This week's survey was inspired by our efforts to get our middle-school-aged kids to behave appropriately when greeting adults. Both Jim and Nora tend to mumble, look away, hunch over, and give other anti-social cues when, say, an adult compliments them after a school band concert or a play. When we tell them to stand up straight and speak clearly, they often give us a look that suggests we are not only clueless to the social norms of respectable society, but also just plain stupid.
Now we have hard (though nonscientific) data to back up our claims: we asked Cognitive Daily readers what behaviors indicate to them that a person they've just met is friendly or confident. Respondents were allowed up to three responses to each question (though we didn't actually program the survey to limit the number of responses -- it's casual, remember!). The first two questions asked about friendliness. What makes a man or a woman friendly? Here's the result:
So the top factors for friendliness in both men and women were smiling, establishing eye contact, greeting by name, and having a relaxed posture. A strong handshake is a significantly larger indicator of friendliness in men than in women, and eye contact is more important for women than men.
What about confidence? Here are those results:
Now upright posture becomes more important, and smiling is much less important. A strong handshake is even more important for men, but is now also one of the top four factors for women.
Let's take a closer look at the data: how expectations differ between women and men. There were no significant differences between female and male responses about men, but gender was a significant factor in how people view women. Take a look at this result from the question about behavior of friendly women:
For women, relaxed posture was more likely to be an indicator of friendliness than it was for men. Perhaps unsurprisingly, no female respondent said that winking was a friendly gesture from another woman, but 11 percent of men said winking was a sign of friendliness in women.
There was also a significant gender difference in perception of confidence:
Women value a strong handshake in other women much more than men do in women. So apparently women wanting to project confidence might be advised be especially careful to use a strong handshake with other women.
Most importantly, however, when we tell our kids to stand up straight, smile, and look people straight in the eye, we have some data to back it up!
Note: In case you missed it, next week's Casual Friday survey has already been posted. Click here to participate.
I was really looking forward to these results because of the handshake thing. I'm 18 years old, female, and have a relatively strong handshake. I don't think my handshake is overly aggressive or strong, but it's certainly not that weak goobly-gook you sometimes get. People often seemed surprised or taken aback after I shake hands with them, though usually in a good way. I guess it's always seemed somewhat strange to me that men are supposed to have strong confident handshakes, whereas women are expected to have weak, gentle handshakes. I don't think I'll change my style, but this data is definately interesting.

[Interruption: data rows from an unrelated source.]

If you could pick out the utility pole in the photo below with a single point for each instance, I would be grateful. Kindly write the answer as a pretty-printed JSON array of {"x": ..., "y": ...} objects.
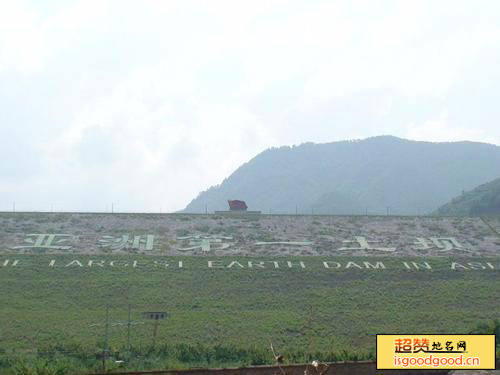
[
  {"x": 106, "y": 338},
  {"x": 128, "y": 329},
  {"x": 155, "y": 330}
]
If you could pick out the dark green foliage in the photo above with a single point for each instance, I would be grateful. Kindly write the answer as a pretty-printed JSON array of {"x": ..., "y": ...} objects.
[{"x": 483, "y": 200}]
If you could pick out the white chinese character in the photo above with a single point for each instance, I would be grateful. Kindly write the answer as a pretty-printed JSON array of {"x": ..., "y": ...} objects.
[
  {"x": 144, "y": 242},
  {"x": 45, "y": 241},
  {"x": 364, "y": 245},
  {"x": 205, "y": 243}
]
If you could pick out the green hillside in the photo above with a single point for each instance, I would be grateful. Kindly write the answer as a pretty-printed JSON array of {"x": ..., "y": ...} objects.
[
  {"x": 483, "y": 200},
  {"x": 374, "y": 175}
]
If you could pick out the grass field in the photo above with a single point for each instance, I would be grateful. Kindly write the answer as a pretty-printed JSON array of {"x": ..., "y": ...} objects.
[{"x": 314, "y": 308}]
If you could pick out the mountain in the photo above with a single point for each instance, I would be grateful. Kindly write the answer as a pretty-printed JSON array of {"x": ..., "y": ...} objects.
[
  {"x": 376, "y": 175},
  {"x": 483, "y": 200}
]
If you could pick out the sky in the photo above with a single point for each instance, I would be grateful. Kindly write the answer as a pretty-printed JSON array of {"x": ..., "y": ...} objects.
[{"x": 140, "y": 105}]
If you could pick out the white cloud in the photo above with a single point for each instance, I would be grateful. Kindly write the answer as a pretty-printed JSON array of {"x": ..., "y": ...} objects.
[{"x": 150, "y": 102}]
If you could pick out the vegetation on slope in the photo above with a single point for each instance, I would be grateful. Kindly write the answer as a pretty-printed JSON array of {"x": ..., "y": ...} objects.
[
  {"x": 483, "y": 200},
  {"x": 352, "y": 177},
  {"x": 227, "y": 316}
]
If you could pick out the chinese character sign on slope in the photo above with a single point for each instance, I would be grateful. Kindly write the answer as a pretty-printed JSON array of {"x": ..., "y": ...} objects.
[
  {"x": 143, "y": 243},
  {"x": 46, "y": 241},
  {"x": 205, "y": 243}
]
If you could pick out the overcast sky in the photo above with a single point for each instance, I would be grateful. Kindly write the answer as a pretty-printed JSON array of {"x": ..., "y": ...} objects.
[{"x": 146, "y": 103}]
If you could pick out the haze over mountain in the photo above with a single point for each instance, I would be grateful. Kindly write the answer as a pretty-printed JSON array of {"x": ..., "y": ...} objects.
[
  {"x": 352, "y": 177},
  {"x": 483, "y": 200}
]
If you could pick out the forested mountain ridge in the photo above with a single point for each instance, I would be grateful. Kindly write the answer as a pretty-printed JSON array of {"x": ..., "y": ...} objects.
[{"x": 373, "y": 175}]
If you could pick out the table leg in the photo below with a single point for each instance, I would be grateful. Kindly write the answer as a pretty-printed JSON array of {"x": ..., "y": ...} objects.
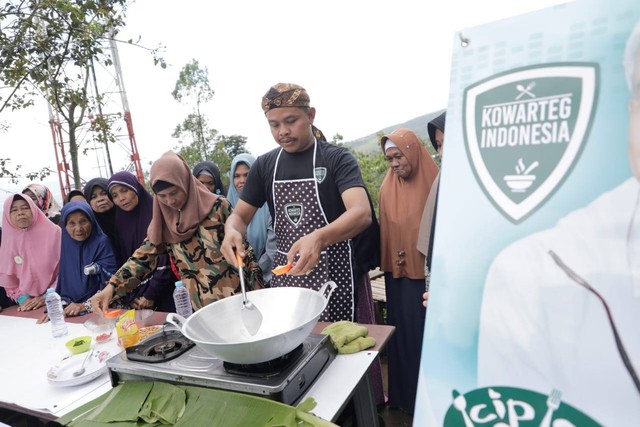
[{"x": 364, "y": 404}]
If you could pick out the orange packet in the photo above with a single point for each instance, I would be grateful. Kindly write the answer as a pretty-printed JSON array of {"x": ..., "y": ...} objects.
[{"x": 127, "y": 329}]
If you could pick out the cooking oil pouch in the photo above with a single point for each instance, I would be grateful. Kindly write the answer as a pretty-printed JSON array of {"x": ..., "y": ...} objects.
[{"x": 127, "y": 329}]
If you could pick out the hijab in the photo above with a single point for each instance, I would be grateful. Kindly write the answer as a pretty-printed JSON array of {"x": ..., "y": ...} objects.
[
  {"x": 211, "y": 169},
  {"x": 29, "y": 257},
  {"x": 401, "y": 205},
  {"x": 132, "y": 226},
  {"x": 257, "y": 229},
  {"x": 73, "y": 284},
  {"x": 106, "y": 220},
  {"x": 176, "y": 225},
  {"x": 45, "y": 201}
]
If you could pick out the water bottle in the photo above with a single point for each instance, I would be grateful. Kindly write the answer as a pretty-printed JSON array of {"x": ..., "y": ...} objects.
[
  {"x": 182, "y": 300},
  {"x": 56, "y": 313}
]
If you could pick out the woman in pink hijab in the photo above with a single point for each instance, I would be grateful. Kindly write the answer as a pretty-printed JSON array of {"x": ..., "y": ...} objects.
[{"x": 30, "y": 252}]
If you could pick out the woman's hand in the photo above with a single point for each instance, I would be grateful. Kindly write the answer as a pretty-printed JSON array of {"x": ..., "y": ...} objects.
[
  {"x": 74, "y": 309},
  {"x": 141, "y": 303},
  {"x": 100, "y": 301},
  {"x": 32, "y": 303}
]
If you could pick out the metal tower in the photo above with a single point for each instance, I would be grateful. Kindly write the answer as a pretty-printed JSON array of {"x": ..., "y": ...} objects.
[{"x": 103, "y": 151}]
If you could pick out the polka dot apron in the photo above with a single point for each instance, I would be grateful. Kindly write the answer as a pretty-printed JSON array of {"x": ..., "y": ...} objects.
[{"x": 298, "y": 212}]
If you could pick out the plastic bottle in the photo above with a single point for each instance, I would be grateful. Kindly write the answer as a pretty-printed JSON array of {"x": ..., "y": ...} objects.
[
  {"x": 56, "y": 313},
  {"x": 182, "y": 300}
]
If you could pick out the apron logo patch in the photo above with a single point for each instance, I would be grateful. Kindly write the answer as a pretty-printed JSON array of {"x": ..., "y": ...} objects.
[
  {"x": 524, "y": 131},
  {"x": 321, "y": 174},
  {"x": 293, "y": 212}
]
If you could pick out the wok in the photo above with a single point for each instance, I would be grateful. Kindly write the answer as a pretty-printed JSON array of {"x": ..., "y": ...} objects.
[{"x": 289, "y": 316}]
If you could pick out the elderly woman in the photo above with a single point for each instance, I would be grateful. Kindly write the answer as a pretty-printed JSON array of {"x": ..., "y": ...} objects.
[
  {"x": 43, "y": 198},
  {"x": 75, "y": 196},
  {"x": 30, "y": 252},
  {"x": 188, "y": 224},
  {"x": 259, "y": 232},
  {"x": 208, "y": 173},
  {"x": 97, "y": 194},
  {"x": 403, "y": 194},
  {"x": 134, "y": 210},
  {"x": 86, "y": 259}
]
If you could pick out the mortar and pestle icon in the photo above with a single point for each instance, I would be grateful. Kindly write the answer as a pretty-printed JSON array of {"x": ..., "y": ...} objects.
[{"x": 522, "y": 181}]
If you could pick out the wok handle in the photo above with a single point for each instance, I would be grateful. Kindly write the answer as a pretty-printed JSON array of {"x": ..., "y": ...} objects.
[
  {"x": 331, "y": 285},
  {"x": 176, "y": 320}
]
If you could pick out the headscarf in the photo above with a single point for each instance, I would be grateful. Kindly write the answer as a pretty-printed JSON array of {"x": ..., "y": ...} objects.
[
  {"x": 38, "y": 249},
  {"x": 211, "y": 169},
  {"x": 170, "y": 225},
  {"x": 436, "y": 123},
  {"x": 73, "y": 193},
  {"x": 401, "y": 205},
  {"x": 73, "y": 284},
  {"x": 106, "y": 220},
  {"x": 257, "y": 229},
  {"x": 45, "y": 201},
  {"x": 132, "y": 226},
  {"x": 289, "y": 95}
]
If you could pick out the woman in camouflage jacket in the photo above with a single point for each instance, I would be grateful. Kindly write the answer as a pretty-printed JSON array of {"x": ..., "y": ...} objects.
[{"x": 188, "y": 224}]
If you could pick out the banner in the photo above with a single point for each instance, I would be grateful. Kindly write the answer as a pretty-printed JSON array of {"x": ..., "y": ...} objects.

I have to say, in my experience it's always a challenge shaking hands with a woman. You never know what you're going to get: sometimes it's rock solid, sometimes limp as an overcooked noodle. If you start out strong, you can crush the wet noodles, but if you start weak, you risk showing a lack of confidence. It does appear that this data backs that up.
This may go against norms, but hey... I find that standing out in a confident way is a good thing. If you're worried about shaking hands with a woman and being too weak/strong, put your fist out for her to bump it -- it'll come across as confidently unique.

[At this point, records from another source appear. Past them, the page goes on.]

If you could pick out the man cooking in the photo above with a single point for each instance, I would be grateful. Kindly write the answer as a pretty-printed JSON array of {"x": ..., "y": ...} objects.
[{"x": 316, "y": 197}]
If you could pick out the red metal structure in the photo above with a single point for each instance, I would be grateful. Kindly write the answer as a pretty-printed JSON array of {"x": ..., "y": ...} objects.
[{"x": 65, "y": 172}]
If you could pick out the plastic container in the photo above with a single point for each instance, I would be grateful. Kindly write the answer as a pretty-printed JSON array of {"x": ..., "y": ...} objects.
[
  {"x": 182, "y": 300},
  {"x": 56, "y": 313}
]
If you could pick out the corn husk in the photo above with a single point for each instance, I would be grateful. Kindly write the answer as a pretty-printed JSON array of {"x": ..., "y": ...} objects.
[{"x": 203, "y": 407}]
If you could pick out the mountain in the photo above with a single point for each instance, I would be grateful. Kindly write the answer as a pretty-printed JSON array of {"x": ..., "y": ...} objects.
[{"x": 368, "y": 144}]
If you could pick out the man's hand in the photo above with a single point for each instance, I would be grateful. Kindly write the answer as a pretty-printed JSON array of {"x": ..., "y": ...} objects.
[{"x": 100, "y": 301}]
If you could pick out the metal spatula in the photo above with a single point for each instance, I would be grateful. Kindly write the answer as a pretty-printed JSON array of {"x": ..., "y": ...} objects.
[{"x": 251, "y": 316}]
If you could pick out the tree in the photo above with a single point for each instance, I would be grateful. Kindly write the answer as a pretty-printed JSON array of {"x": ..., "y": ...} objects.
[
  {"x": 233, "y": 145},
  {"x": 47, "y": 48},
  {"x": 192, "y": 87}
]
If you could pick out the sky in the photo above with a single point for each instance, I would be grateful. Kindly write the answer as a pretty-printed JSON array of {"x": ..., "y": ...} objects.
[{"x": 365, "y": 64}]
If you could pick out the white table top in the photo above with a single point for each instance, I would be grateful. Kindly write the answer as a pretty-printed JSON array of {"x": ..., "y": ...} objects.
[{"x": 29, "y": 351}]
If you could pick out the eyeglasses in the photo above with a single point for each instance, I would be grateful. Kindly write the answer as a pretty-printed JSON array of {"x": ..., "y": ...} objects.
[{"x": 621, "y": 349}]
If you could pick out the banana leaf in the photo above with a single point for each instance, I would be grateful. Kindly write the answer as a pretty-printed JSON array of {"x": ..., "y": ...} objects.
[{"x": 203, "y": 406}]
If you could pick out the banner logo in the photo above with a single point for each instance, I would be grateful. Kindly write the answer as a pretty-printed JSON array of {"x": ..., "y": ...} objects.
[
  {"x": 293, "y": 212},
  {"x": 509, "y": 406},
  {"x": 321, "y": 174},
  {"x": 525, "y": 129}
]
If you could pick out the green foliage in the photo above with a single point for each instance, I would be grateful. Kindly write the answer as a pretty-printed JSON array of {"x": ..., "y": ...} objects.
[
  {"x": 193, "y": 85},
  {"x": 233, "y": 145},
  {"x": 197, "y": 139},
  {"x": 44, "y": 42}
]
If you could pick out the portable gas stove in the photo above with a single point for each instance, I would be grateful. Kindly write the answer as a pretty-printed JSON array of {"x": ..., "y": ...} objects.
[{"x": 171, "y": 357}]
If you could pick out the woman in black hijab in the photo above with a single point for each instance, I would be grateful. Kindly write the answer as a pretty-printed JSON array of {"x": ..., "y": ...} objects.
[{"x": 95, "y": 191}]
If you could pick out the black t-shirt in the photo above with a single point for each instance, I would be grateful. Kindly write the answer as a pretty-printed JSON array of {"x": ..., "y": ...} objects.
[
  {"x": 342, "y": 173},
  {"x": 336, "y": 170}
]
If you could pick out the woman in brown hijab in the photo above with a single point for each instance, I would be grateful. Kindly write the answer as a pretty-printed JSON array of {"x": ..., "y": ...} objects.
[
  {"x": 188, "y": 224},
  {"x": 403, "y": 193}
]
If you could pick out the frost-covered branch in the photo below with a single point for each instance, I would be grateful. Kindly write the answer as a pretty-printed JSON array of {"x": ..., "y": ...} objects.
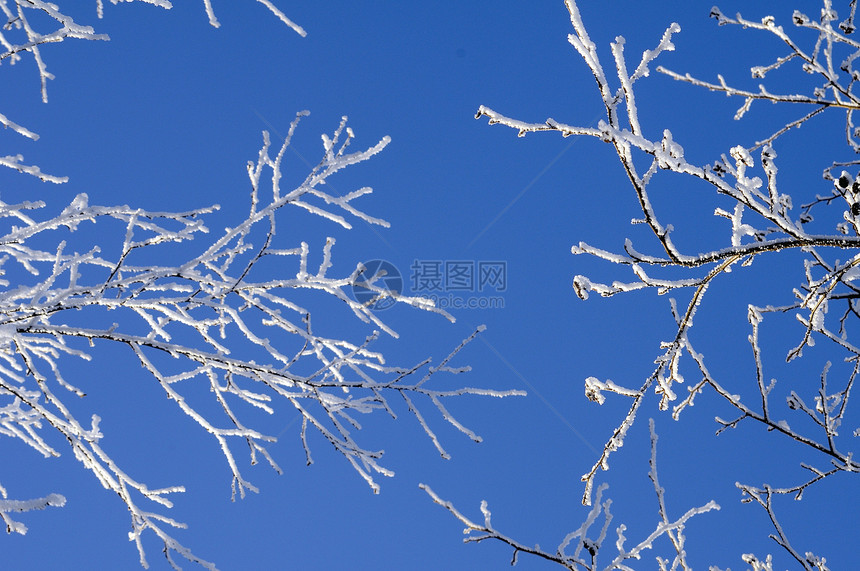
[
  {"x": 227, "y": 320},
  {"x": 760, "y": 220},
  {"x": 589, "y": 549}
]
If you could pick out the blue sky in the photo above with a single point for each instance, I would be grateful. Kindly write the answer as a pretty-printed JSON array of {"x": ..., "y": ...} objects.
[{"x": 165, "y": 116}]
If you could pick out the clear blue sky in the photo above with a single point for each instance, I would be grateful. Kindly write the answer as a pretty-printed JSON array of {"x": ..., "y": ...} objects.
[{"x": 165, "y": 116}]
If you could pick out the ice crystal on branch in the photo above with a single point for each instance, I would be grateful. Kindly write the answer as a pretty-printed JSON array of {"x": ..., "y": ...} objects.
[
  {"x": 762, "y": 221},
  {"x": 216, "y": 315}
]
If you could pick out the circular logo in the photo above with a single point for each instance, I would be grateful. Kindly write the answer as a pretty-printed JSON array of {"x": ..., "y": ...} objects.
[{"x": 375, "y": 282}]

The winking part is interesting. I regard winking, whether directed at men or women, as an entirely contrived and phony gesture. It seems that even men find it suspect since only 11% regarded it as a sign of friendliness.
Maybe your kids are subconsciously trying to appear deferential and modest towards adults.
I wonder how demographical analysis would alter the results and interpretation. Moving from the East to the West coast 22 years ago, I immediately noticed significant differences in external social cues, reflective of general attitudes. I still observe many of these differences when visiting back East.